She was beautiful and young and easily the most famous female billionaire in Dallas, if not the state of Texas. The combination of her it-girl reputation and a rumor that she was going to marry the mayor’s sworn enemy made for tempting media fodder.

She opened her mouth, probably to argue.

Emmett lifted his eyebrows, silently communicating. Give me a break, okay?

Miraculously, rather than arguing, she gritted out, “Fine.”

“Great. Get out,” Chase said. “Both of you.”

So, his best friend was prickly. So what? Emmett wasn’t one for being handled with kid gloves. His rhino-tough hide had been hewed at a young age.

“Come on,” he told Stef, opening the mayor’s door for her to exit. “I’ll give you a ride home.”

Emmett held open the passenger door of his black SUV, a gas-guzzling, tinted-windowed, way-too-big-for-a-road-trip vehicle.

“You can’t be serious about taking this beast to San Antonio. We’ll have to pull over every fifteen miles to refill the tank.”

“Get. In.”

She glared up at his chiseled jaw and perfectly shaped head beneath very short, dark brown hair. He wore it cropped close and rarely was it more than a few inches long on top. He was bedecked in what she’d come to think of as his “standard uniform.” A crisp white shirt open at the collar and dark slacks. His brawn and bulk and attitude were better suited for a T-shirt and sweats, but his job title required a dab of formality.

She tossed her purse inside and grasped the SUV’s door handle and the front seat to climb in.

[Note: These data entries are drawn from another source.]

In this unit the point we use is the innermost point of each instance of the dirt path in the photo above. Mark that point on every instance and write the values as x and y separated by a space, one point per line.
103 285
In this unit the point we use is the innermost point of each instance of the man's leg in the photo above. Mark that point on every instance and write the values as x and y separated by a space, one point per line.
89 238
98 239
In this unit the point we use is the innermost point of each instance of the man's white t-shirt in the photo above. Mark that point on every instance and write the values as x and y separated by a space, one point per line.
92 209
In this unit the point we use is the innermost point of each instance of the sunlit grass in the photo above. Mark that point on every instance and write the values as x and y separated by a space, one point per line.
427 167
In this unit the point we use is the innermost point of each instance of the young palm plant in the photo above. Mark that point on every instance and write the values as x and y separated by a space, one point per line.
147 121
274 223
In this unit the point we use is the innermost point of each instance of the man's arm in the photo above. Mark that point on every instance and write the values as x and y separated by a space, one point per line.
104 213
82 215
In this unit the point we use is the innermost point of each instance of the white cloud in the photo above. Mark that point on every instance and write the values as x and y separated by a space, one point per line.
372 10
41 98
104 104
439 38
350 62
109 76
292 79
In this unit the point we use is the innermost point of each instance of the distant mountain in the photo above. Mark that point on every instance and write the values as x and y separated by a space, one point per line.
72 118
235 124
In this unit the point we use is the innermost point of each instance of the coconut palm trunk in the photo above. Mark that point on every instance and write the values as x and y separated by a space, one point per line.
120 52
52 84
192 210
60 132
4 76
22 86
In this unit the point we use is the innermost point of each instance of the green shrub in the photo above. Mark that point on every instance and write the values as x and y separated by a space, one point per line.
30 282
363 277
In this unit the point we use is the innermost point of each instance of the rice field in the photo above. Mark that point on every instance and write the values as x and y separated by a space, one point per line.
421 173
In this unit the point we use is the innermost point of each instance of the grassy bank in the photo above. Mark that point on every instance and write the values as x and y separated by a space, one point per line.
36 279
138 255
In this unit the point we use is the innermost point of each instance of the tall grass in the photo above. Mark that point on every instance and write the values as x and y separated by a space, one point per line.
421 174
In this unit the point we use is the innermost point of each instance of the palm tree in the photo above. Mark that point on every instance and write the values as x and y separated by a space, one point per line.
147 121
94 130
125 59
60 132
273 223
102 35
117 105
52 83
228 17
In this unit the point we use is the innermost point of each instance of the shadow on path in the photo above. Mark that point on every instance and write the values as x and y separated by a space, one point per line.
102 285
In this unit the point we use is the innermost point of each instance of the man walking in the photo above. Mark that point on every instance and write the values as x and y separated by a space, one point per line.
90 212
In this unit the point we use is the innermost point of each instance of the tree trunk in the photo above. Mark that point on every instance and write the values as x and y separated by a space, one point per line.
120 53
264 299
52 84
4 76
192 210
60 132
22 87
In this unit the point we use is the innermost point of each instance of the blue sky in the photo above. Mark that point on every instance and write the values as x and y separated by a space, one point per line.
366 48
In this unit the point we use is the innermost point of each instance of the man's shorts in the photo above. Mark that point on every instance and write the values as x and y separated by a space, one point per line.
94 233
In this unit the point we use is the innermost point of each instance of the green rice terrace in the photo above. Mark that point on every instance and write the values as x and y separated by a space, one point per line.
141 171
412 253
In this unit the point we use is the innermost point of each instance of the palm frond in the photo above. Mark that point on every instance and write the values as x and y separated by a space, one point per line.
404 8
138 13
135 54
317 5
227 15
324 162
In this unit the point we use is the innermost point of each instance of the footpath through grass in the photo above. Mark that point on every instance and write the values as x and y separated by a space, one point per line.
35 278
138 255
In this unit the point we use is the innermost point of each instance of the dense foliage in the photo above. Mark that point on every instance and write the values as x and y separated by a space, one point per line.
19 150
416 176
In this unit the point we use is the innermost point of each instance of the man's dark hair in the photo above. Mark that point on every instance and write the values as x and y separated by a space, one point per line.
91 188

Emmett’s warm, broad palm cupped her elbow to steady her, and she nearly jerked away in shock. If she wasn’t mistaken, that was the first time he’d ever touched her.

It was...alarming.

And not in the get-your-damn-hands-off-me kind of way. His touch had felt...intimate.

Once she was inside he dropped his voice and leaned close. She ignored the clean leather smell of him. Or tried to, anyway.

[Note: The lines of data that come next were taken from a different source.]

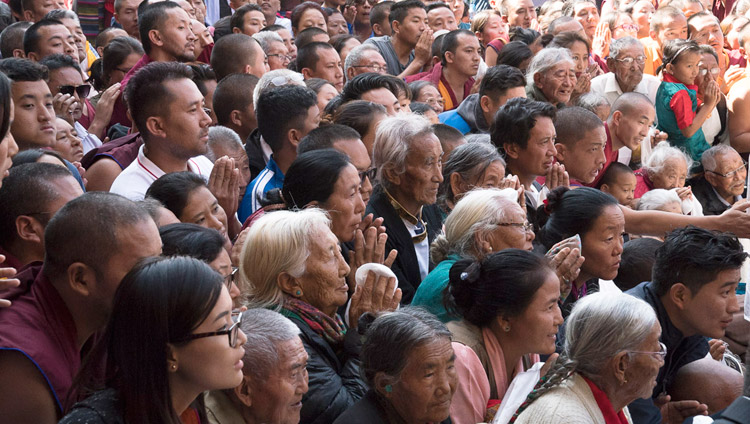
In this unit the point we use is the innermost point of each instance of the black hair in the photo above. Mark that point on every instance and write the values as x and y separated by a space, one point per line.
234 92
312 177
238 18
23 70
147 94
636 262
31 37
37 178
153 17
514 121
502 284
499 79
694 257
281 109
174 189
571 212
186 239
400 10
324 137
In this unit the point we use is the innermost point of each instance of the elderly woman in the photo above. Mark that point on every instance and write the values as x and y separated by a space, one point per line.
292 262
274 374
612 356
551 76
508 302
408 362
409 160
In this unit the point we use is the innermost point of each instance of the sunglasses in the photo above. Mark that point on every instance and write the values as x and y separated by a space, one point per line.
83 90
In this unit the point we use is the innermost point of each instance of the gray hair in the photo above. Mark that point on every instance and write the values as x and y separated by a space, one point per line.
477 212
266 38
355 55
708 160
265 330
266 81
393 140
661 154
277 242
470 161
220 136
392 337
657 199
545 60
620 44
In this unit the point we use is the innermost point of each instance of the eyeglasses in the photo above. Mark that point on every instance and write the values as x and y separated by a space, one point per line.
662 351
229 279
373 67
629 60
83 90
527 226
733 172
232 332
370 174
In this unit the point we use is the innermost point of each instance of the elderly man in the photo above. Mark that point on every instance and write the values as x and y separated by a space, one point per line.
626 61
408 157
274 378
723 182
362 59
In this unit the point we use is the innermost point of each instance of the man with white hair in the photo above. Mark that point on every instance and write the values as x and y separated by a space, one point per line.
274 376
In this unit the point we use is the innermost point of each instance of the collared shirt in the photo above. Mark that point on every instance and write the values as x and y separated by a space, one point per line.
135 180
607 86
269 178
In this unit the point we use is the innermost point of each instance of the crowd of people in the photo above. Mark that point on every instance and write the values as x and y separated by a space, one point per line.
275 211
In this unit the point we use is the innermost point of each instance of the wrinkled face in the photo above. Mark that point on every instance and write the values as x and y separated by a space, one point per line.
538 324
557 83
337 25
426 386
672 174
203 209
466 58
588 16
441 18
424 164
512 236
709 311
631 126
278 399
629 75
732 185
602 245
67 142
311 18
384 97
175 37
209 363
33 124
323 283
521 13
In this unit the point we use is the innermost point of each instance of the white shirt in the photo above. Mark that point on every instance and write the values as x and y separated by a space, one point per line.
134 181
607 86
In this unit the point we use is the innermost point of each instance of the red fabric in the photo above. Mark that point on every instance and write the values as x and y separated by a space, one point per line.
605 406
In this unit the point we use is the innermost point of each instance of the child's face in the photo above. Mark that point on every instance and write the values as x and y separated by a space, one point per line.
622 189
673 29
685 68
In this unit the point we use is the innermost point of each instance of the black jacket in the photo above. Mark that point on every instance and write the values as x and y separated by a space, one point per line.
335 383
681 351
406 266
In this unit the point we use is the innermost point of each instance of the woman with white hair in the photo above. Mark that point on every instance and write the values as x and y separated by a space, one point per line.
551 76
292 262
611 357
409 160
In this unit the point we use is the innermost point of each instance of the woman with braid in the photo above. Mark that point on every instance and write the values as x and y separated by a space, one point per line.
611 357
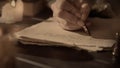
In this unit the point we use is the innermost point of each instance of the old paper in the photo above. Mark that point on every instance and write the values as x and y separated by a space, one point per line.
49 31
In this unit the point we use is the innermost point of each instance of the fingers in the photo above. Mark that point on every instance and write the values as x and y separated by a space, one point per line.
85 9
67 6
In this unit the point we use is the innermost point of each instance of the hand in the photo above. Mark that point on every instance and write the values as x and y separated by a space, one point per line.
71 14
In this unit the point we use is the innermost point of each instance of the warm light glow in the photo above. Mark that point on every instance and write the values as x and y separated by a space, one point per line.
13 4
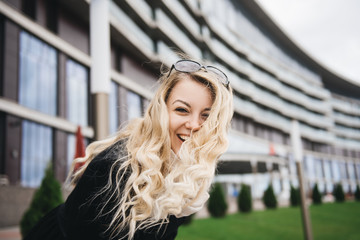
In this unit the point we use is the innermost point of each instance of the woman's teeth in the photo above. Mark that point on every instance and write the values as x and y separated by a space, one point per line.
183 137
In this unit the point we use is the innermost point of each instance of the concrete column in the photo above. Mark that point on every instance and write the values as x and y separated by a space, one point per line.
100 65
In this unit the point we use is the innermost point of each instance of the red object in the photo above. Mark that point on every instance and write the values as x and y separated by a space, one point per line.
79 148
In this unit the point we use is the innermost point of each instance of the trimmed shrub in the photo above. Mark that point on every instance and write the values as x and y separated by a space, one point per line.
357 193
188 219
217 205
294 196
269 198
47 197
316 196
339 193
245 199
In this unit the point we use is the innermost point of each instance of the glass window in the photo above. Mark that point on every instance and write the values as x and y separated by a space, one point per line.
134 105
351 170
114 108
37 74
71 145
358 171
36 152
70 150
327 170
343 171
336 170
310 166
77 93
318 168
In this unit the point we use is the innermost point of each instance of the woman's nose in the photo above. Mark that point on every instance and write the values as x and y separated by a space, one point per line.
193 124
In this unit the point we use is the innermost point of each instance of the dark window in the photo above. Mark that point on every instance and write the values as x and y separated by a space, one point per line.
52 15
38 75
77 93
29 8
36 152
114 113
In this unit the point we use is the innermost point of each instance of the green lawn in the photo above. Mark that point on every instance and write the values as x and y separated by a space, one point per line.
337 221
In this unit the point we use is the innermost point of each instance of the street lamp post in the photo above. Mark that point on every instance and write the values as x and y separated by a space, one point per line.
298 156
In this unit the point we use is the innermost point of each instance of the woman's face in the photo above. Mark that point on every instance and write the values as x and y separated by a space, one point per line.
189 105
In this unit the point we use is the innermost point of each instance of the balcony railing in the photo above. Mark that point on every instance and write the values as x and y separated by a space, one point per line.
183 15
165 24
129 29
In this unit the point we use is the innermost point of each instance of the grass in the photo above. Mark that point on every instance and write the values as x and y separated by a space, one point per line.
338 221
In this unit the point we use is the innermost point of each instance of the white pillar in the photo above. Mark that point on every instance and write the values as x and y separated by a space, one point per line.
100 65
298 156
100 46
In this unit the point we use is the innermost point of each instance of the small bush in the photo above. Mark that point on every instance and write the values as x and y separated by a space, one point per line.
316 196
217 205
269 198
294 196
339 193
245 199
188 219
47 197
357 193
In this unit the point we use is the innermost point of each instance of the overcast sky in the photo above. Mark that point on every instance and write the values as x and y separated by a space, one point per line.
327 30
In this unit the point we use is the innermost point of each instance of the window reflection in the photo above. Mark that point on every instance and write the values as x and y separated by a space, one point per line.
114 108
36 153
77 93
71 145
37 74
336 170
134 105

“Heads up. There’s a suspicious cyclist over there.” He shut her door and walked around to the driver’s side.

She scanned the immediate area outside her brother’s office twice before she spotted a casual-looking guy on a bike with a cell phone conspicuously propped on the handlebars and pointing at the SUV.

Damn.

As much as she hated to admit it, Chase might have had a point about media attention.

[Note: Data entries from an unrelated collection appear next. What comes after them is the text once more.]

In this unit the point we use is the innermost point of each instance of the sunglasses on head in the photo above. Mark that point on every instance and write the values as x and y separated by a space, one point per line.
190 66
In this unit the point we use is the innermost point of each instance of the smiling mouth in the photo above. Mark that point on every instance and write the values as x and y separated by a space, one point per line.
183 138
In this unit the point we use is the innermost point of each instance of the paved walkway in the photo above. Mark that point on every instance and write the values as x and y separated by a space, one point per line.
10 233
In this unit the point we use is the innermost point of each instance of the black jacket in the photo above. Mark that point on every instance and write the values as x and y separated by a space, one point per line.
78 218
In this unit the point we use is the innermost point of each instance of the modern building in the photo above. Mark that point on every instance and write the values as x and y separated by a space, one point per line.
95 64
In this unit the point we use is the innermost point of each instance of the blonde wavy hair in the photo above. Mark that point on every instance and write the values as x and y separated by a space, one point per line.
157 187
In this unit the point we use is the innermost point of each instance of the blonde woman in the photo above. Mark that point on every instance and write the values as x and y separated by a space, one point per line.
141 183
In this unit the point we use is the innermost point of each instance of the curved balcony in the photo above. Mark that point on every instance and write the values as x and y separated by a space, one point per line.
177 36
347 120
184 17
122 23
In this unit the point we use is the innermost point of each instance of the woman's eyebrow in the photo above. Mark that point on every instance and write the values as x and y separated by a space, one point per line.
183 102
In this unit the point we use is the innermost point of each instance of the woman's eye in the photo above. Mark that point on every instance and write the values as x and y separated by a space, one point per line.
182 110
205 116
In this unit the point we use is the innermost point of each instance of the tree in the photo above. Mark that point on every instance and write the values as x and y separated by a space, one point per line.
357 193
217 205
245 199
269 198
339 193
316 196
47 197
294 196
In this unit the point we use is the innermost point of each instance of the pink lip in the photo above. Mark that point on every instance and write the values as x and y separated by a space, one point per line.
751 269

Emmett settled into the driver’s seat and turned over the engine, sending her an assessing, stony gray stare. Typically, his eyes held a note of blue, but today they mirrored the cloudy skies above.

“What?” she barked. “Do you want me to congratulate you because you’re right?”

He smirked. “Buckle your belt.”

“Let’s get one thing straight, Neanderthal,” she said as she jerked the belt over her torso. “You may believe a woman’s place is in the passenger seat. Or that I can’t handle anything on my own without one of you big strong men to help me out, but FYI, I am not yours to command.”

Though some foreign tingly part of her suggested that Emmett might be the perfect specimen to take commands from.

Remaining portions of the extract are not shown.